From Thailand to Egypt, Nigeria to Congo, it seems many cultures and countries would like their property back. For decades, artefacts, often of significant importance, have been proudly displayed in Western institutions. Illustrating the ‘daring trips’ and ‘world of curiosities’ of colonisation, also known as theft.
As many museums now assess their collections and decide if they would like to return their Benin Bronzes, Contemporary Heroine Lisl Ponger mocks the Eurocentric curator in her latest installation, Dancing on Thin Ice, on view until July 03, 2021.
Dancing on Thin Ice, 2020 © Lisl Ponger. Courtesy of the Artist
Located on the upper floor of Das Weisse Haus, Vienna, the Austrian artist uses her signature satirical imagery to comment on the ego of housing artefacts without regard to cultural context. Within the key image, Dancing on Thin Ice (2020) ‘shows a museum curator unpacking a collection of colonial art treasures. Prancing triumphantly, as if about to spin on his own axis, he symbolises the Eurocentrism and anthropological self-aggrandisement that remains embedded in the structures of European cultural institutions to this day.’
Alongside this image, a new installation piece shows a stack of cardboard boxes with precious treasures balancing atop. Are these museum plinths to display the latest collection shipped in from exotic lands? Or perhaps Lisl is providing the shipping materials to send these items back to their rightful owners? The viewer is encouraged to understand the displacement of important relics in the context of colonisation and the ongoing impact leading organisations have today.
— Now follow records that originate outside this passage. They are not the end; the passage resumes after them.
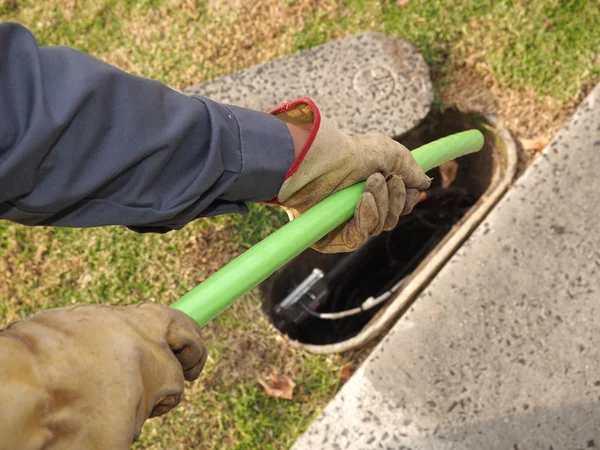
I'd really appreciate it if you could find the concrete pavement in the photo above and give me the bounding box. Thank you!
[293,85,600,450]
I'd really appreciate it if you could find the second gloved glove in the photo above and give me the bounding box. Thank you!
[271,98,431,253]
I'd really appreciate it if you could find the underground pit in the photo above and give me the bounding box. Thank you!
[260,110,516,352]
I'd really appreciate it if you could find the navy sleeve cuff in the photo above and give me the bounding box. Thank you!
[218,104,295,203]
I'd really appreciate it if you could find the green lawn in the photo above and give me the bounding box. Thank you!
[1,0,598,448]
[295,0,599,102]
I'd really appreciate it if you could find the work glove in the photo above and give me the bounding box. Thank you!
[0,302,206,450]
[271,98,431,253]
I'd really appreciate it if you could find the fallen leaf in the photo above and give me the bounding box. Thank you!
[439,160,459,188]
[339,363,354,382]
[396,0,409,7]
[520,136,549,152]
[258,372,296,400]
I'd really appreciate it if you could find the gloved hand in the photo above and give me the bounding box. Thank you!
[271,98,431,253]
[0,302,206,450]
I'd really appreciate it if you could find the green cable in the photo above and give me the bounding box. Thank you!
[171,130,484,326]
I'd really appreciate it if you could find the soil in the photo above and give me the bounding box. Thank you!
[439,60,589,175]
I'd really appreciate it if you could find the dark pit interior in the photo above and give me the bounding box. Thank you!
[260,110,498,345]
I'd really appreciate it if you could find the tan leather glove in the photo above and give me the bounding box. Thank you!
[0,303,206,450]
[271,98,431,253]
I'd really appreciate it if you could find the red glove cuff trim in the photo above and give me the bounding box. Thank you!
[269,97,321,181]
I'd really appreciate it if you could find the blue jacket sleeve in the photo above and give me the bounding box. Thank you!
[0,23,294,231]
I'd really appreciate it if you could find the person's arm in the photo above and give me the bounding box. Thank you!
[0,22,427,251]
[0,22,430,450]
[0,22,295,231]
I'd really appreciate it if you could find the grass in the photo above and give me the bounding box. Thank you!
[292,0,599,137]
[1,0,599,448]
[136,351,344,449]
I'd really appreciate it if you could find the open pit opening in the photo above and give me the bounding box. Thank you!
[260,110,501,346]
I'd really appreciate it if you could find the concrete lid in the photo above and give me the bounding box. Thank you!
[292,85,600,449]
[185,33,433,136]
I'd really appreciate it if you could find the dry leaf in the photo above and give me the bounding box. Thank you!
[439,160,459,188]
[520,136,549,152]
[258,372,296,400]
[339,363,354,382]
[396,0,409,7]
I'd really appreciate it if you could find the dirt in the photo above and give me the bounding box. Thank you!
[179,221,241,283]
[439,58,587,175]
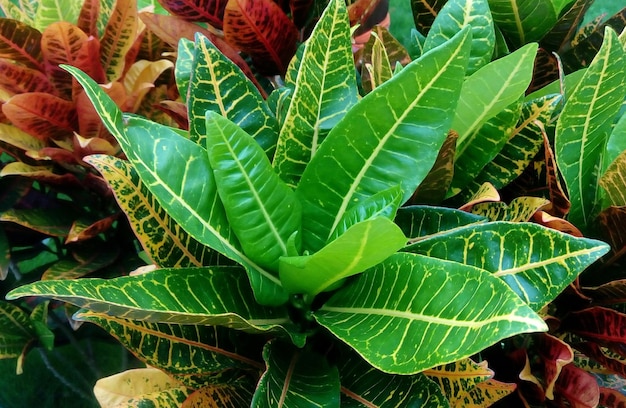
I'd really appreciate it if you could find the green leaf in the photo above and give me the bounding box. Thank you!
[338,347,450,407]
[452,43,537,144]
[423,0,495,75]
[0,208,74,237]
[125,116,287,305]
[7,267,305,346]
[450,98,523,194]
[63,66,288,305]
[252,340,340,407]
[279,217,407,296]
[600,150,626,206]
[273,0,358,187]
[555,28,626,230]
[205,111,301,272]
[466,94,562,193]
[488,0,570,48]
[330,185,403,241]
[76,311,264,387]
[188,33,278,155]
[315,252,546,374]
[84,155,218,268]
[404,222,610,310]
[33,0,81,32]
[394,205,487,239]
[174,37,194,103]
[0,301,36,371]
[297,27,472,252]
[29,301,54,351]
[469,196,550,222]
[606,111,626,168]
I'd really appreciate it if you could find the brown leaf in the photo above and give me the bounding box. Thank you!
[410,0,446,34]
[411,130,457,205]
[531,211,583,237]
[66,214,119,243]
[598,206,626,264]
[537,333,574,400]
[584,279,626,306]
[576,342,626,378]
[224,0,299,75]
[289,0,314,27]
[3,92,77,141]
[0,18,43,70]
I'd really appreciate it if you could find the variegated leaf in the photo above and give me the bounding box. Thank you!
[84,155,218,268]
[274,0,358,187]
[188,33,278,154]
[7,267,305,345]
[76,311,264,387]
[296,27,472,252]
[395,205,486,240]
[423,0,495,75]
[404,221,610,310]
[555,28,626,230]
[315,252,546,374]
[0,18,43,70]
[99,0,138,82]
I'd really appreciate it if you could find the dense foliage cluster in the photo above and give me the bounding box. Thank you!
[1,0,626,407]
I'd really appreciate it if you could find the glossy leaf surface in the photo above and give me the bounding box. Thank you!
[205,111,300,272]
[252,340,340,407]
[339,348,449,407]
[316,252,546,374]
[77,311,264,387]
[273,0,358,187]
[7,267,304,344]
[423,0,494,75]
[64,66,287,305]
[395,205,486,239]
[297,27,471,252]
[452,43,537,144]
[404,222,609,310]
[85,155,216,268]
[279,217,406,296]
[158,0,227,27]
[188,34,278,153]
[555,28,626,229]
[0,18,43,70]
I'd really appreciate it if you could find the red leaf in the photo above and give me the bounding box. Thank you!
[553,364,600,408]
[157,0,228,28]
[0,18,43,70]
[224,0,299,75]
[0,59,55,94]
[563,306,626,344]
[77,0,100,38]
[538,333,574,400]
[41,22,105,99]
[140,11,265,96]
[599,387,626,408]
[2,93,77,141]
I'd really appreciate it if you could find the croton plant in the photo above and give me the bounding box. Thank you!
[2,0,626,406]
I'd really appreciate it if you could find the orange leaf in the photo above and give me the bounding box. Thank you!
[599,387,626,408]
[100,0,138,82]
[77,0,100,37]
[0,59,54,94]
[3,92,77,141]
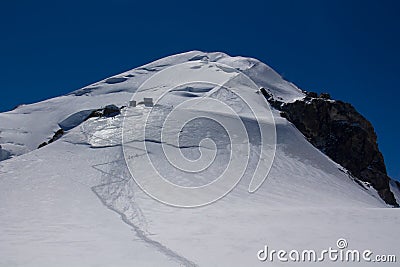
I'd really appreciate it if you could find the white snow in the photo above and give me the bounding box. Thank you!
[390,180,400,204]
[0,51,398,266]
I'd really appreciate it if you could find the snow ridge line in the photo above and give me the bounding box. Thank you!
[90,158,198,267]
[80,111,197,265]
[91,185,198,267]
[125,138,215,150]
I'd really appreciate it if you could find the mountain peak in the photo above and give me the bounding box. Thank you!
[1,51,399,266]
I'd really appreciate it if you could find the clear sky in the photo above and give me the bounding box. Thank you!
[0,0,399,180]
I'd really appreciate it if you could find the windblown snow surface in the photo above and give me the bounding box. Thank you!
[0,51,399,266]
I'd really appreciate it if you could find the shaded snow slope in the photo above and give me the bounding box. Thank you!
[0,51,398,266]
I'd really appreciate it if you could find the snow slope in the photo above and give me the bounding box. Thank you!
[0,51,398,266]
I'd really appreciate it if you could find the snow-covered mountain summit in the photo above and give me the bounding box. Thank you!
[0,51,399,266]
[0,51,302,155]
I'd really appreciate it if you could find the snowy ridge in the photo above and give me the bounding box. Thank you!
[0,51,398,266]
[0,51,303,158]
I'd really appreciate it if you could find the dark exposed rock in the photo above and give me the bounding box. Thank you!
[40,105,121,149]
[87,104,121,119]
[103,104,121,117]
[260,88,284,109]
[38,142,48,149]
[305,91,318,98]
[259,87,271,99]
[48,129,64,143]
[262,89,398,206]
[37,129,64,149]
[87,110,103,119]
[319,93,331,99]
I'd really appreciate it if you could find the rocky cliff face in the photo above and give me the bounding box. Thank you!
[261,88,398,206]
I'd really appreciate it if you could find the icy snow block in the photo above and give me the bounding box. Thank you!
[129,100,136,107]
[143,98,153,107]
[0,146,11,161]
[58,109,95,131]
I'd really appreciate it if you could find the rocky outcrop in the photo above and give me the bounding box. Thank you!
[87,104,121,118]
[59,104,123,131]
[39,105,123,149]
[261,88,398,206]
[37,129,65,149]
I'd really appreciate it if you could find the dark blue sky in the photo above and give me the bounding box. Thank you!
[0,0,399,180]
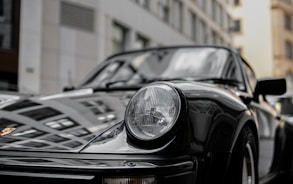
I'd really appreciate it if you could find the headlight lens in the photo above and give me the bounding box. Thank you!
[125,84,181,141]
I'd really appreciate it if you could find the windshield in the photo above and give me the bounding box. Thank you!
[80,47,243,89]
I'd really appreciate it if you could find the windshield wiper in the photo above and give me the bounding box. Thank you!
[102,77,241,89]
[104,80,128,88]
[97,80,144,90]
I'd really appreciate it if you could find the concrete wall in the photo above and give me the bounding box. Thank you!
[18,0,43,94]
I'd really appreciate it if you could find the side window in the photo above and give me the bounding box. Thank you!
[242,60,257,91]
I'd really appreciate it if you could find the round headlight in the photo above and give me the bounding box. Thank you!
[125,83,181,141]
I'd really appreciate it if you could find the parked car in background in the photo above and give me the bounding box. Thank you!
[267,94,293,119]
[0,45,291,184]
[278,96,293,117]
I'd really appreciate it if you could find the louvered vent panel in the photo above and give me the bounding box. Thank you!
[61,2,94,32]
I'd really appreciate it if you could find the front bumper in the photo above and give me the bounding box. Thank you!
[0,152,197,184]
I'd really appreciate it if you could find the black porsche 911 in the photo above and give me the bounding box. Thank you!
[0,45,290,184]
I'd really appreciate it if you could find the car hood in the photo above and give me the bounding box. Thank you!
[0,82,245,154]
[0,88,136,153]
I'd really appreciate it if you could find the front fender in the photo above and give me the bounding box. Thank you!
[169,82,258,154]
[186,98,256,153]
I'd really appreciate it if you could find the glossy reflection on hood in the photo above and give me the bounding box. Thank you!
[0,91,135,152]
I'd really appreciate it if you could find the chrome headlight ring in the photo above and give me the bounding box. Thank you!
[125,83,183,146]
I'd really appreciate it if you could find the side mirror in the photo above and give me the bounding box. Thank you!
[254,78,286,100]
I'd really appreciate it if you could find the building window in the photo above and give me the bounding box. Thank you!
[112,23,128,54]
[234,0,240,6]
[136,0,150,9]
[0,0,20,51]
[173,0,183,32]
[134,34,149,49]
[233,19,241,32]
[285,15,292,30]
[158,0,169,22]
[285,41,293,60]
[189,11,197,41]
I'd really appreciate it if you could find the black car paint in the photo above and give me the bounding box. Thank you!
[0,45,291,184]
[0,82,246,184]
[0,81,245,153]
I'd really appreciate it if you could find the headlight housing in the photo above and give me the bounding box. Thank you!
[125,83,181,142]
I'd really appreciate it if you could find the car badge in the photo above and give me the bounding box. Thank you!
[0,127,16,136]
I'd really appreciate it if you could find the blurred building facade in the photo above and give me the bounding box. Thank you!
[232,0,293,93]
[271,0,293,93]
[0,0,233,95]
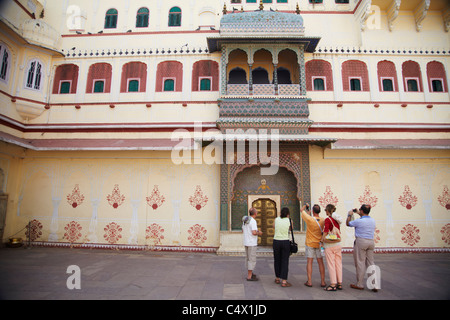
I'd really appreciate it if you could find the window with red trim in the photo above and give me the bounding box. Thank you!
[192,60,219,91]
[341,60,369,92]
[120,61,147,93]
[305,59,333,91]
[155,61,183,92]
[53,64,79,94]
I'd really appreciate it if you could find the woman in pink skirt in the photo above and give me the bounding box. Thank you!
[322,204,343,291]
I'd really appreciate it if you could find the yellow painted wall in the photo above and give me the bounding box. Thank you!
[310,145,450,248]
[0,145,220,249]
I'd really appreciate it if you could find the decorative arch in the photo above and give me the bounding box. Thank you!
[192,60,219,91]
[52,64,79,94]
[306,59,333,91]
[427,61,448,93]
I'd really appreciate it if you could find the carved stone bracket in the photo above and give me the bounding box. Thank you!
[414,0,430,32]
[387,0,401,31]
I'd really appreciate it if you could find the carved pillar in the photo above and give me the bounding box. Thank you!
[298,46,306,96]
[248,64,253,95]
[273,64,278,95]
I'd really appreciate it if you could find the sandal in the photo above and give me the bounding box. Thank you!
[304,281,312,287]
[350,284,364,290]
[281,281,292,287]
[247,275,258,281]
[274,278,281,284]
[324,285,337,291]
[337,283,343,290]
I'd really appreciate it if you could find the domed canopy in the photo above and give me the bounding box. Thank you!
[220,10,305,35]
[207,10,320,53]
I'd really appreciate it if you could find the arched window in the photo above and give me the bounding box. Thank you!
[305,59,333,91]
[136,7,149,28]
[427,61,448,93]
[86,63,112,93]
[156,61,183,92]
[105,9,118,29]
[276,67,292,84]
[341,60,369,91]
[53,64,79,94]
[402,61,422,92]
[192,60,219,91]
[377,60,398,92]
[168,7,181,27]
[228,68,247,84]
[0,44,10,81]
[120,62,147,93]
[26,60,43,90]
[252,67,270,84]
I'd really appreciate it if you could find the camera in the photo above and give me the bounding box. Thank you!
[352,209,357,213]
[306,204,310,211]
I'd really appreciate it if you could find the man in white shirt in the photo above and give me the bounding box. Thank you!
[242,207,262,281]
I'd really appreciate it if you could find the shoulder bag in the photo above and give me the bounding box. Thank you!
[323,217,341,243]
[289,218,298,255]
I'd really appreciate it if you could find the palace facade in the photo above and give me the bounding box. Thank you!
[0,0,449,253]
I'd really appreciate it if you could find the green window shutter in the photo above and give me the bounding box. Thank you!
[263,0,272,3]
[105,9,118,29]
[164,79,175,91]
[382,79,393,92]
[407,79,418,92]
[432,80,443,92]
[60,81,71,94]
[128,80,139,92]
[136,8,149,27]
[94,80,104,93]
[168,7,181,26]
[313,78,325,91]
[277,0,288,3]
[350,79,361,91]
[200,79,211,91]
[246,0,257,3]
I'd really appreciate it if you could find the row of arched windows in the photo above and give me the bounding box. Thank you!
[104,7,182,29]
[306,59,448,93]
[52,60,219,94]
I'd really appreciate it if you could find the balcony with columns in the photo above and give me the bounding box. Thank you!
[207,4,321,134]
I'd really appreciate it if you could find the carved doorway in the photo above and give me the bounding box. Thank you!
[251,198,277,246]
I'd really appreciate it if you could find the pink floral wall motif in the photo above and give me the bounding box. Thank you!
[358,185,378,208]
[67,184,85,208]
[401,224,421,246]
[146,185,165,210]
[104,222,122,244]
[437,185,450,210]
[398,185,418,210]
[440,224,450,245]
[107,184,125,209]
[64,221,82,243]
[189,185,208,210]
[318,186,338,208]
[146,223,165,245]
[188,224,207,246]
[25,219,42,241]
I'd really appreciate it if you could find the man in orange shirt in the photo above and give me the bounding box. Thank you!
[301,204,326,288]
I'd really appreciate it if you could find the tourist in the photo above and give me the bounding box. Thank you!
[322,204,343,291]
[273,207,292,287]
[347,204,378,292]
[242,207,262,281]
[301,204,326,288]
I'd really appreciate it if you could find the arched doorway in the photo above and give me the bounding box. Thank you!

‘The promise by the French President Emmanuel Macron in 2018 to restitute colonial “loot”, the opening of the controversial Humboldt Forum in Berlin, but also the recent announcement by the German Minister of Cultural Affairs to return to Nigeria 1,100 Benin bronzes in 2022 are but a few examples of the current restitution debate. Against this backdrop, Lisl Ponger unpacks the legitimizing rhetorics and protocols of concealment practiced for decades and reveals the embedded structural racism of the holdings of European cultural institutions. In this light, the new promises do not appear radical and groundbreaking, simply long overdue.’